The Bush administration has raised the suspicions of Democrats by making what they call “voter fraud” a priority for Justice Department enforcement. No prosecution for impersonating a registered voter, the type of fraud that would be prevented by a photo requirement, has ever been brought, however.

“No one has been punished for this kind of fraud in living memory in this country,” Paul M. Smith, a Washington lawyer arguing for the Democrats, told the justices.

In his opinion last year upholding the Indiana law, Judge Richard A. Posner of the United States Court of Appeals for the Seventh Circuit agreed with the Democratic plaintiffs that the law would fall more heavily on Democrats than on Republicans. But that did not make the statute unconstitutional, he said.

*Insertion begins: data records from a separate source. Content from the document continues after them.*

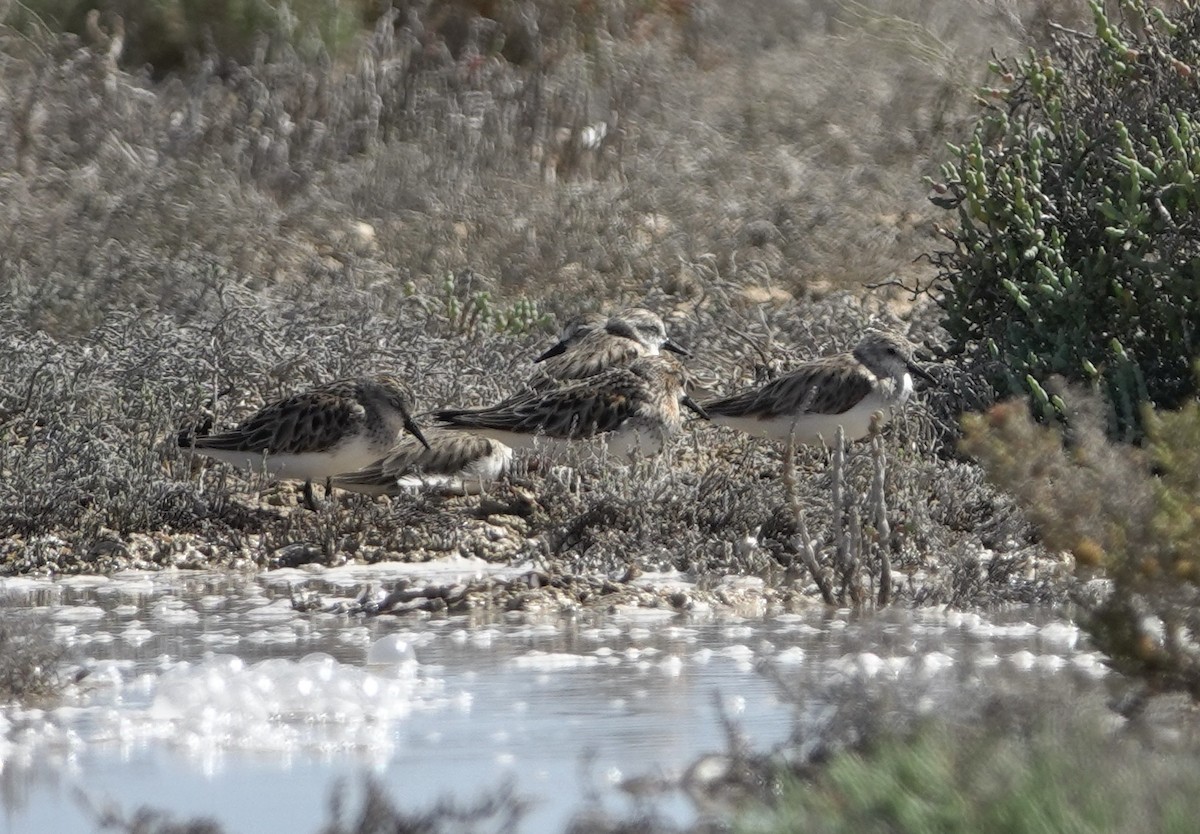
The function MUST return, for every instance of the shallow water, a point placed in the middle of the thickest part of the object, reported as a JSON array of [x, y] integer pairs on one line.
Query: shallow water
[[207, 694]]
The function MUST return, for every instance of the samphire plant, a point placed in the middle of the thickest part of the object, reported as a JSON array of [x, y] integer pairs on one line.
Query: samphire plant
[[1075, 228], [1135, 513]]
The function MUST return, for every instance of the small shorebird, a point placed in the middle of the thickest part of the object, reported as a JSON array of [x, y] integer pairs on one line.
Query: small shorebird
[[318, 433], [811, 401], [630, 408], [587, 349], [455, 463], [577, 327]]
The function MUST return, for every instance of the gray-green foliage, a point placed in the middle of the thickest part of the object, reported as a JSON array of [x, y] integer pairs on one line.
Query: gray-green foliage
[[949, 779], [1077, 229]]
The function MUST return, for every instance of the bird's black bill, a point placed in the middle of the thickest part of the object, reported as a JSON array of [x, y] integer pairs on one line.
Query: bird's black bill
[[694, 406], [552, 352], [917, 370], [415, 431]]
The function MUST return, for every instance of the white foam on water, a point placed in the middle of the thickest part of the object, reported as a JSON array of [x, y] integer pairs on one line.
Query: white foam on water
[[391, 651], [1060, 634], [78, 613], [174, 612], [790, 657], [273, 610], [1023, 660], [549, 661], [671, 666]]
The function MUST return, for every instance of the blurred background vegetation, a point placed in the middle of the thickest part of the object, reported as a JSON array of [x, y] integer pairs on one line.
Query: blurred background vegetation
[[210, 196]]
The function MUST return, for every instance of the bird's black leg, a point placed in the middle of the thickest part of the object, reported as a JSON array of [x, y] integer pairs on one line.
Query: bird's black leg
[[310, 499]]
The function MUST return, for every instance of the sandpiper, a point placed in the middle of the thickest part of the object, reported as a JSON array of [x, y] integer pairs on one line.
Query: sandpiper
[[455, 463], [808, 403], [586, 349], [318, 433], [631, 409], [576, 329]]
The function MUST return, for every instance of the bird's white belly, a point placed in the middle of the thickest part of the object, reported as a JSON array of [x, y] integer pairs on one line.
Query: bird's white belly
[[469, 480], [348, 456], [810, 429]]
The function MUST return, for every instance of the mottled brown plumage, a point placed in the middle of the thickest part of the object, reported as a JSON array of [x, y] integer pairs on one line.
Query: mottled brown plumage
[[629, 401]]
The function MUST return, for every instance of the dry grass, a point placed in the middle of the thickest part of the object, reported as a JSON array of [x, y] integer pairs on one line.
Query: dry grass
[[246, 231]]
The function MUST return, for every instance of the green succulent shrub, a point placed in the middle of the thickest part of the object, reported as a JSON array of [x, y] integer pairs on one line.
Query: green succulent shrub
[[1077, 216], [1133, 513]]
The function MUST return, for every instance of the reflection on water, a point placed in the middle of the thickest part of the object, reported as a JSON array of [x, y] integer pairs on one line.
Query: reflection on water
[[209, 695]]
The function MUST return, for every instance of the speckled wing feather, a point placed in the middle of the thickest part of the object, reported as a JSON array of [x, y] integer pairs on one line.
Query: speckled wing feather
[[573, 412], [448, 455], [810, 389], [306, 423], [591, 357]]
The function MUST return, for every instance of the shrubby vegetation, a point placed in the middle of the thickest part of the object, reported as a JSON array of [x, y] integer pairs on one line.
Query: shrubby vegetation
[[1077, 216], [196, 245], [1133, 513]]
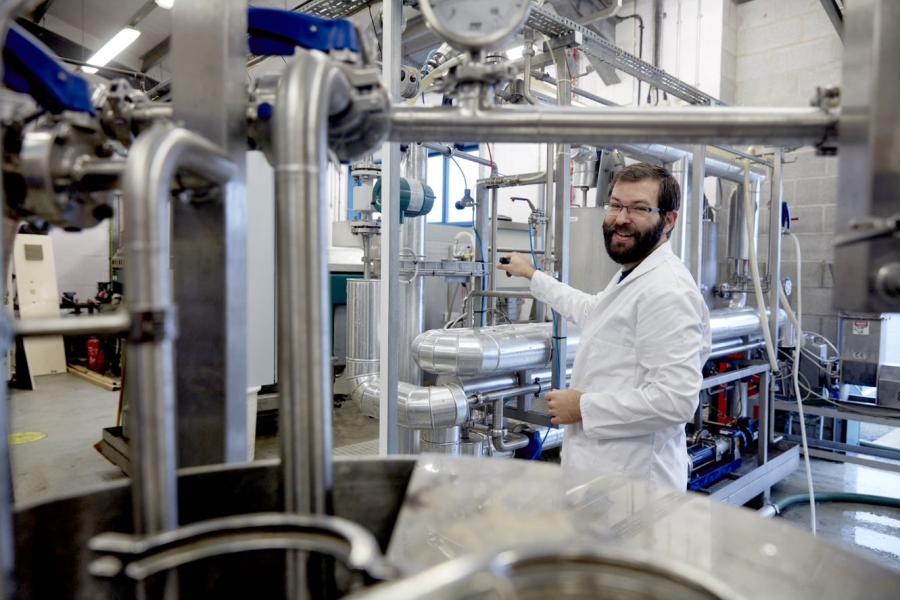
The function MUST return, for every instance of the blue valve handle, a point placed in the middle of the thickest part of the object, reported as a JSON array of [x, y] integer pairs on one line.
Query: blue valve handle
[[276, 32], [504, 260], [31, 68]]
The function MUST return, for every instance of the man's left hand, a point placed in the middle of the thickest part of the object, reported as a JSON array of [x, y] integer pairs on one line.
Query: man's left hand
[[565, 406]]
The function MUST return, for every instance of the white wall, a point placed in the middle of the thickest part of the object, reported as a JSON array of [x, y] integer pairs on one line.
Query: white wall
[[783, 51], [82, 259]]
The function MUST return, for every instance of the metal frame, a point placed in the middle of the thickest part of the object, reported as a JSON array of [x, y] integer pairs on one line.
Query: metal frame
[[388, 432], [842, 452], [760, 480], [545, 20], [209, 239]]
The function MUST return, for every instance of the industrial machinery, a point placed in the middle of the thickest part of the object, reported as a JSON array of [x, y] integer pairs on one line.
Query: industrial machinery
[[311, 526]]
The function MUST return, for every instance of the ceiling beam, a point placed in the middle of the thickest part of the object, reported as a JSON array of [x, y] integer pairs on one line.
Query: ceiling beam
[[154, 55], [75, 53], [37, 15], [835, 15]]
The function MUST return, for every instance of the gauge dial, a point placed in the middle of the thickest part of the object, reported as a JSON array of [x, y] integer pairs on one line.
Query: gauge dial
[[475, 24]]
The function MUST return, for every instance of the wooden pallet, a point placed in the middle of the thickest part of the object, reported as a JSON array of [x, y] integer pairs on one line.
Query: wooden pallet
[[112, 384]]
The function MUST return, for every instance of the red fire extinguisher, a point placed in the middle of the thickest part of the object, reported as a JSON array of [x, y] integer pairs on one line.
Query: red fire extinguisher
[[96, 356]]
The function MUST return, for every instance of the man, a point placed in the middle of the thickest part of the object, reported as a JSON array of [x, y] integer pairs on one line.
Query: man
[[644, 340]]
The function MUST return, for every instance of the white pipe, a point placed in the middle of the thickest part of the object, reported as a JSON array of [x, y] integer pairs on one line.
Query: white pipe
[[795, 375], [754, 273]]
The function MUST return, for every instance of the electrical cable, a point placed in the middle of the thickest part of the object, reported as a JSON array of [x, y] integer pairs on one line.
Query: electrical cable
[[461, 172], [540, 447]]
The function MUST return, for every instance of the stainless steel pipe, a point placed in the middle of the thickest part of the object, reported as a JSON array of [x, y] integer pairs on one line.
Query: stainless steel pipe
[[418, 407], [694, 125], [449, 151], [310, 90], [115, 322], [153, 161], [508, 348], [719, 163]]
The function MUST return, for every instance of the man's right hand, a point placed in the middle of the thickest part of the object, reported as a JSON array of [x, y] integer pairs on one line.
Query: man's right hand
[[518, 265]]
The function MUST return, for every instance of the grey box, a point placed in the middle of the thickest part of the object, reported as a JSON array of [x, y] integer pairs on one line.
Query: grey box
[[889, 386]]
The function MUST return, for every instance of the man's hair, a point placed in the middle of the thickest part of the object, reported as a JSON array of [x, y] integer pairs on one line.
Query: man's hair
[[669, 191]]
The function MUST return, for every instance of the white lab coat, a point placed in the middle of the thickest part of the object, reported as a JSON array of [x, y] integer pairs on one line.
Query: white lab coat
[[643, 344]]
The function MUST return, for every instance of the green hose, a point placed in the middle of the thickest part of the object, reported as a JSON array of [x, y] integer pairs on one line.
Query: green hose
[[822, 497]]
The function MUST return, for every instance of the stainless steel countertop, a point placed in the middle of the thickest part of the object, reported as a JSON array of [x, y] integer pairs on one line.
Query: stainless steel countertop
[[458, 507]]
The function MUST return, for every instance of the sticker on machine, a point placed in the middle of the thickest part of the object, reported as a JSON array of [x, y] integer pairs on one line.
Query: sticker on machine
[[860, 328]]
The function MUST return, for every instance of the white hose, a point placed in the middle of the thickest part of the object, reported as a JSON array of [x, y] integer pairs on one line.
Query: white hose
[[757, 286], [796, 319]]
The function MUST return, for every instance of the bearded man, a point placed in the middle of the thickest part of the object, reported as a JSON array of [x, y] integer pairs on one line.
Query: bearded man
[[644, 340]]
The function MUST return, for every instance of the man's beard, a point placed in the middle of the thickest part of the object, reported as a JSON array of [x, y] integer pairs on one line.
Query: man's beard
[[643, 242]]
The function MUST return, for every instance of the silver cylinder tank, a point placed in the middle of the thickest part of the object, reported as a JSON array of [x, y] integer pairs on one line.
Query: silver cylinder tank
[[508, 348]]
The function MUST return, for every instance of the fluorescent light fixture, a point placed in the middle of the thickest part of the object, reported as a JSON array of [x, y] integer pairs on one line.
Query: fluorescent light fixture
[[515, 53], [111, 49]]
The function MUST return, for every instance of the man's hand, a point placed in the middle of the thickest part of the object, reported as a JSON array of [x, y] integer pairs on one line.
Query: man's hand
[[565, 406], [518, 265]]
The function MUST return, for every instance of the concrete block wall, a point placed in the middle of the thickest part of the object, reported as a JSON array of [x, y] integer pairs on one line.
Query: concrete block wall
[[783, 50]]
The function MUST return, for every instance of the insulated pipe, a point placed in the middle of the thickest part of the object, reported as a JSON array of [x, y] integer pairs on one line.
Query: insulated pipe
[[502, 440], [418, 407], [449, 151], [412, 292], [527, 55], [539, 177], [694, 125], [153, 161], [487, 350], [500, 349], [309, 91]]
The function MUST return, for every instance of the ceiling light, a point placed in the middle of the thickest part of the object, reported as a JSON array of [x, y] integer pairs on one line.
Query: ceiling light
[[112, 48], [515, 53]]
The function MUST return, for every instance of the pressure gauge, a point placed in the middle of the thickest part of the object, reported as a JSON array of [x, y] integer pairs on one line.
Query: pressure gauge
[[475, 24]]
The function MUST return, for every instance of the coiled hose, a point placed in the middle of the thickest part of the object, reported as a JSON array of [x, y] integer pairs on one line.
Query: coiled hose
[[778, 508]]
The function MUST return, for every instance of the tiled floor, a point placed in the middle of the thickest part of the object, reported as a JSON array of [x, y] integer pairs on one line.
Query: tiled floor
[[72, 412]]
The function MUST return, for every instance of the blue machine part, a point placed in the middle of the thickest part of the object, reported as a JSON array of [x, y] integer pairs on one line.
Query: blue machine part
[[700, 455], [29, 67], [533, 450], [276, 32], [711, 477]]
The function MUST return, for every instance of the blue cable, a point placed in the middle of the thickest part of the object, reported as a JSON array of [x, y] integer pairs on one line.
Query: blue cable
[[461, 172], [482, 253]]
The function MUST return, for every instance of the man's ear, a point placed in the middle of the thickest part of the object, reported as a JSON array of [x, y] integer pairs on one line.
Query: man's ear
[[671, 217]]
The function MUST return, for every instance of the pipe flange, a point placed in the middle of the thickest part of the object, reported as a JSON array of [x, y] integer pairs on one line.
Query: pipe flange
[[149, 326]]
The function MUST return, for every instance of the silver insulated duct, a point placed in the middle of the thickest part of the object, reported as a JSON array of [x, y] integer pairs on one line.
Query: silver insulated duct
[[487, 350], [510, 348], [419, 407]]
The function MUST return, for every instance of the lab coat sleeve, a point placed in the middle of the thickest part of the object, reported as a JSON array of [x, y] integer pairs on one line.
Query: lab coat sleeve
[[574, 305], [670, 347]]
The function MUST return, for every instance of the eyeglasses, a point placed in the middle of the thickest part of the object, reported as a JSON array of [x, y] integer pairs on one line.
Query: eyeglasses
[[614, 208]]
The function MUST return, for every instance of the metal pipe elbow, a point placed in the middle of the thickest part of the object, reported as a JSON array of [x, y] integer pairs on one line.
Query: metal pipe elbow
[[418, 407], [432, 407]]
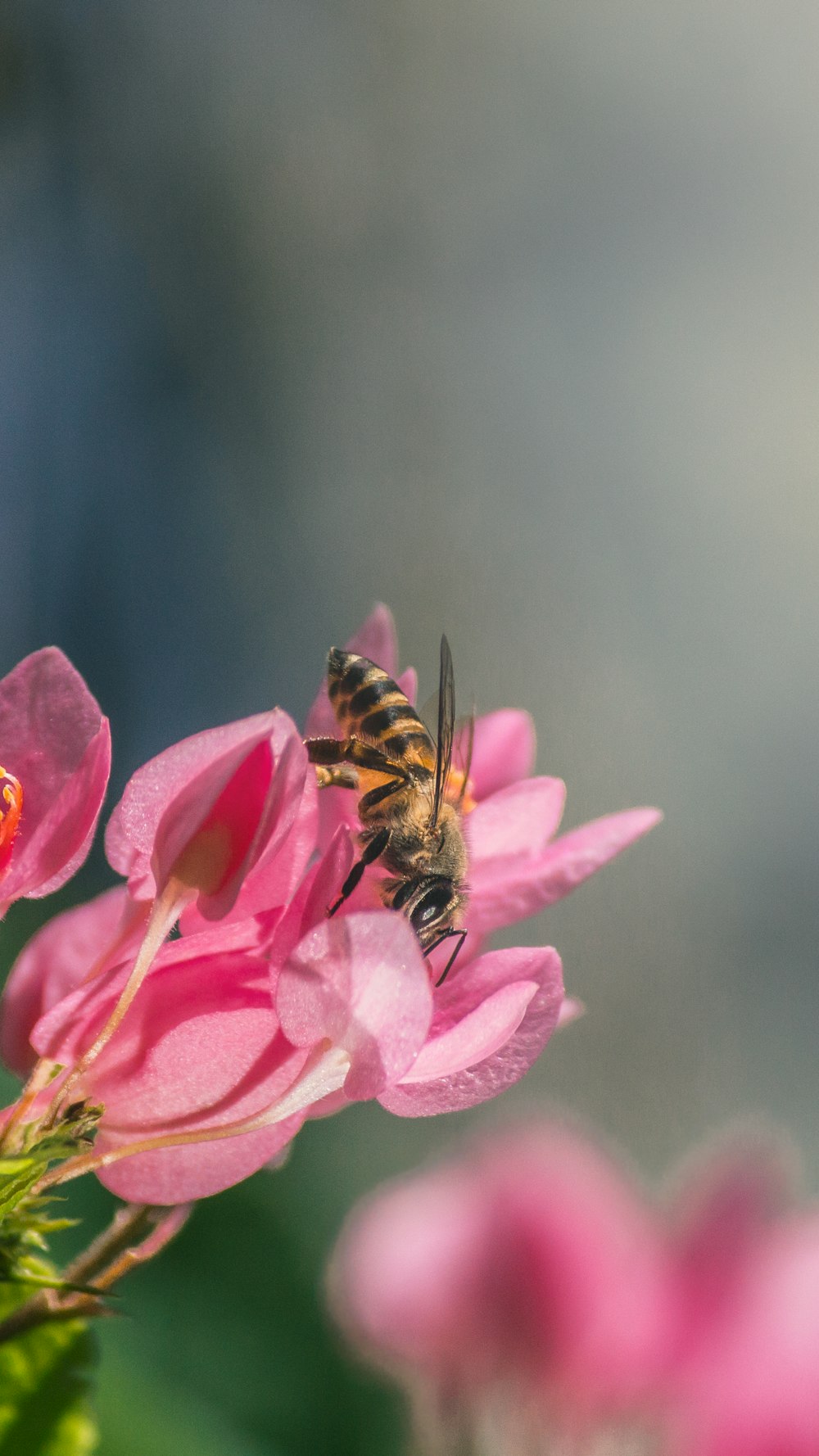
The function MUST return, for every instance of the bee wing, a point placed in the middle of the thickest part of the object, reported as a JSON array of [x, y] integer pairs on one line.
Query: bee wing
[[464, 746], [446, 727]]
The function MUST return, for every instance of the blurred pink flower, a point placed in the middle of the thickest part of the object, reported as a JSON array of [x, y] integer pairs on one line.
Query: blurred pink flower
[[56, 744], [66, 951], [532, 1264], [745, 1379], [532, 1280], [198, 1050]]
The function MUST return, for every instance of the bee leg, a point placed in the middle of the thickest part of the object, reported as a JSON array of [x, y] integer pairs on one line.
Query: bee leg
[[370, 852], [351, 750], [342, 776], [450, 963]]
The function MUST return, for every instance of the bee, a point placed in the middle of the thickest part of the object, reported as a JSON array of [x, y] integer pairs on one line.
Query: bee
[[409, 821]]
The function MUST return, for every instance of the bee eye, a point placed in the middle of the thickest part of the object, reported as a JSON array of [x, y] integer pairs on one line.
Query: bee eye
[[430, 907]]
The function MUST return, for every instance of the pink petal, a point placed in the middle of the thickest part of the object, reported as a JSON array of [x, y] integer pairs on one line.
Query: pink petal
[[56, 741], [200, 1047], [515, 823], [508, 890], [61, 956], [409, 685], [405, 1278], [359, 982], [238, 784], [310, 903], [503, 750], [458, 999], [274, 879], [475, 1037]]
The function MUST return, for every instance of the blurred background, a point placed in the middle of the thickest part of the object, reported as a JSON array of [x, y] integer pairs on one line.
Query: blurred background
[[506, 314]]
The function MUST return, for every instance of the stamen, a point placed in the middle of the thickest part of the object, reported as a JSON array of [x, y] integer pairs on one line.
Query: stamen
[[11, 810], [166, 911]]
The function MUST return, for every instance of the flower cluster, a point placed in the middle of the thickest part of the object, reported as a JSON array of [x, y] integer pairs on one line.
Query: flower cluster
[[207, 1050], [534, 1299]]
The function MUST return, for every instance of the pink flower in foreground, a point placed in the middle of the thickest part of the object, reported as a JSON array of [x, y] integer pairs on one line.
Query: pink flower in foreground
[[209, 810], [56, 754], [198, 1050], [531, 1289], [207, 1053], [516, 866]]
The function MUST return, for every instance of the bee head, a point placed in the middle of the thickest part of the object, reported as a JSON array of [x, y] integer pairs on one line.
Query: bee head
[[430, 906]]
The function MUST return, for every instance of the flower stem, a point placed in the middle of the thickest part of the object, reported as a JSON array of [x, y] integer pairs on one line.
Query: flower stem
[[325, 1075], [134, 1235], [166, 911]]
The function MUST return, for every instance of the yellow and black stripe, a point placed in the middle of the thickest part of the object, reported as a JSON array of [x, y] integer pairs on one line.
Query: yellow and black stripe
[[369, 705]]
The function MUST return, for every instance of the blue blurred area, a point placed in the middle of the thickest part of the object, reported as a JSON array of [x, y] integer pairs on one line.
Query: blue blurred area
[[506, 314]]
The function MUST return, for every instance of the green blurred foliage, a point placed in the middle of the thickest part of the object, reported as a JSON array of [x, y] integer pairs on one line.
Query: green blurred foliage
[[224, 1344], [44, 1388]]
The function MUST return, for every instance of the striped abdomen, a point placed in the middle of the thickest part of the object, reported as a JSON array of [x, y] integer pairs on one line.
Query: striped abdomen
[[370, 707]]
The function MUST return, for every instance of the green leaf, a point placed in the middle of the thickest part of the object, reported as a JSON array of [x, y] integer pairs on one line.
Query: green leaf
[[44, 1386], [18, 1177]]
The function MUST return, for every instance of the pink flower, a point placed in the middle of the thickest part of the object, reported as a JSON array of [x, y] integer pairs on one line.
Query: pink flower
[[56, 754], [531, 1285], [531, 1264], [218, 833], [516, 866], [198, 1050], [209, 812], [753, 1388], [66, 951], [420, 1049], [744, 1381]]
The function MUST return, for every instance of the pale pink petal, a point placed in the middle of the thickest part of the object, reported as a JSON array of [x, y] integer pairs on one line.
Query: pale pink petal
[[238, 787], [409, 685], [503, 750], [459, 997], [475, 1037], [310, 905], [572, 1010], [531, 1265], [515, 823], [200, 1047], [359, 982], [274, 879], [56, 741], [69, 950], [509, 890]]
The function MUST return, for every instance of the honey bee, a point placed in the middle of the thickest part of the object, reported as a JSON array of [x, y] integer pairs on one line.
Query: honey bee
[[409, 821]]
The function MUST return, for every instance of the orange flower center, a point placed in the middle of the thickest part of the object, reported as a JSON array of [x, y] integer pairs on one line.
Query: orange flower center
[[11, 810], [455, 788]]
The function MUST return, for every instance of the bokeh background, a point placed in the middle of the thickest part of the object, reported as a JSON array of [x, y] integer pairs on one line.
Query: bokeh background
[[506, 314]]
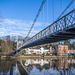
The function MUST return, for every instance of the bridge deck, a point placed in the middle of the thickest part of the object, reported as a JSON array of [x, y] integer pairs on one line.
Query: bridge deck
[[62, 29]]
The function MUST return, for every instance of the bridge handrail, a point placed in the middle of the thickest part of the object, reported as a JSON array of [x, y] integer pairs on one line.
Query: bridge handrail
[[52, 28]]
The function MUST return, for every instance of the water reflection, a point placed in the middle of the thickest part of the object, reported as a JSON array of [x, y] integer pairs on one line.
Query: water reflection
[[37, 67], [8, 67], [50, 67]]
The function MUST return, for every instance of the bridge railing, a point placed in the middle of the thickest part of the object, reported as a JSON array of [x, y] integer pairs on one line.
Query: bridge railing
[[60, 24]]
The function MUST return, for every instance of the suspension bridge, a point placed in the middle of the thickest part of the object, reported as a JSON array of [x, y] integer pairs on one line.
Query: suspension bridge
[[61, 29]]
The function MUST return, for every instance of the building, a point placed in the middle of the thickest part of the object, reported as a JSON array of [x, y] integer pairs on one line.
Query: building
[[37, 51], [61, 50], [71, 51]]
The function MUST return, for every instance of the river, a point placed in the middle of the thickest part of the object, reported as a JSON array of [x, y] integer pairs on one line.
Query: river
[[37, 66]]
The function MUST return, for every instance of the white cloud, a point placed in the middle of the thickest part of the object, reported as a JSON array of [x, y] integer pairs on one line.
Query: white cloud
[[19, 27]]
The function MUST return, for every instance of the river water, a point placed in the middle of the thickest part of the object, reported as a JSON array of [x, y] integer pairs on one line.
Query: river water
[[37, 66]]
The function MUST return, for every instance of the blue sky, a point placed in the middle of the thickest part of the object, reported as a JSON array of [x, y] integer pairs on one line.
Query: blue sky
[[18, 15]]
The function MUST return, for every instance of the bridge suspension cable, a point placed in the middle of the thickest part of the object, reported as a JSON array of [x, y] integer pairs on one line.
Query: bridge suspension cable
[[36, 18], [47, 11], [53, 9], [65, 10]]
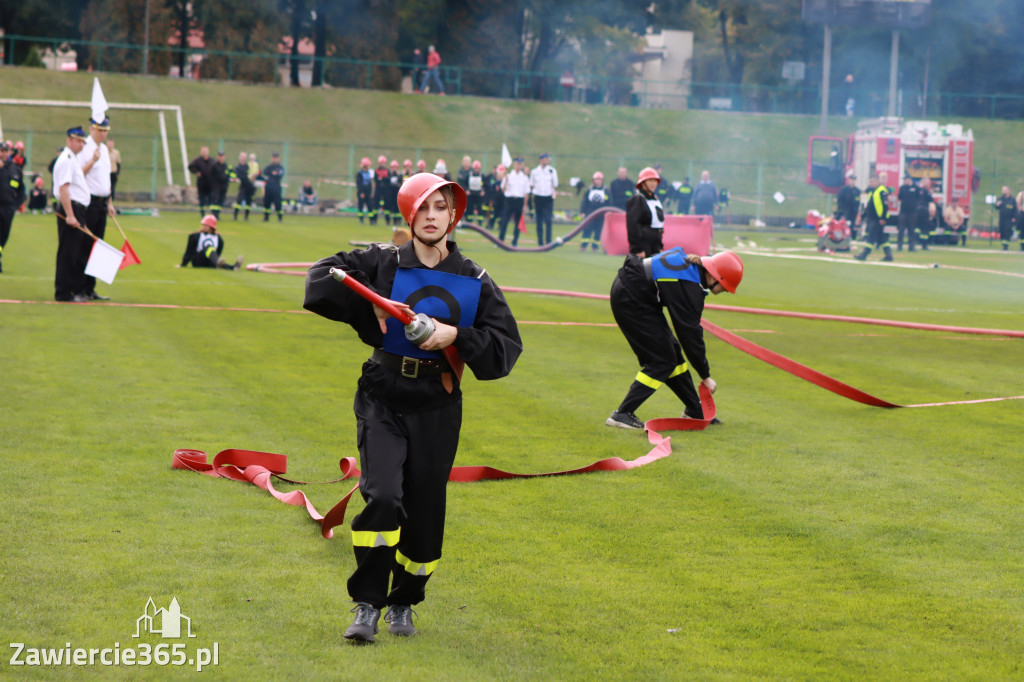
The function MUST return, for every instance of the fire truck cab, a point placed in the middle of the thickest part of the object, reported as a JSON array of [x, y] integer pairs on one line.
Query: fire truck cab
[[944, 154]]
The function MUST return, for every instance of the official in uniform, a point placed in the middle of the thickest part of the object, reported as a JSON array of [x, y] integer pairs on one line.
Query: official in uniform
[[11, 195], [594, 198], [247, 188], [204, 248], [925, 215], [544, 184], [848, 200], [1007, 206], [95, 161], [391, 198], [409, 401], [495, 195], [272, 176], [74, 245], [875, 214], [645, 216], [365, 192], [203, 167], [622, 188], [382, 185], [515, 187], [908, 196], [474, 192], [684, 196], [678, 283], [115, 167]]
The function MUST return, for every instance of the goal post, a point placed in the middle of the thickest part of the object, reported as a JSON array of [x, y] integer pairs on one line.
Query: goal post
[[160, 109]]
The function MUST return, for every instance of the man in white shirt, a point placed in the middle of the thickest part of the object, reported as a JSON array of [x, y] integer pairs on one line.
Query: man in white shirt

On Wednesday, discussion of the law’s justification, and of the extent of the burden it placed on voters, was inconclusive. Mr. Fisher, Indiana’s lawyer, said that because photo identification was “necessary to do so many everyday activities,” the number of those affected was “infinitesimal.” Mr. Smith said the number was more likely in the hundreds of thousands.

Under the Indiana law, voters who are turned away for lack of identification may cast provisional ballots, which are counted only if the voter travels to the county clerk’s office within 10 days to show the required identification or sign a sworn statement that he cannot afford to obtain such an identification. The plaintiffs have argued that this extra step and required travel create an unnecessary burden that other states with identification requirements do not impose; those states do not require voters to make a second trip in order to have a provisional counted.

Chief Justice Roberts, who grew up in Indiana, did not seem to find the burden excessive. “County seats aren’t very far for people in Indiana,” he said.

Mr. Smith replied that the county seat in Lake County was a 17-mile bus ride from the county’s urban center of Gary. “If you’re indigent, that’s a significant burden,” he said. The chief justice also seemed unimpressed by the absence of known voter impersonators. “It’s a type of fraud that, because it’s fraud, it’s hard to detect,” he said to Mr. Smith.

Justice Scalia interrupted the debate over the law’s impact in order to frame his argument against facial challenges.

“Why are we arguing about whether there is one-half of one percent of the electorate who may be adversely affected and as to whom it might be unconstitutional?” he asked Mr. Fisher, adding: “This court is sitting back and looking at the ceiling and saying, oh, we can envision not the case before us, but other cases. Maybe it’s one-half of one percent or maybe it’s 45 percent, who knows. But we can imagine cases in which this law could be unconstitutional, and therefore, the whole law is unconstitutional. That’s not ordinarily the way courts behave, is it?”


“I should hope not,” the Indiana solicitor general replied.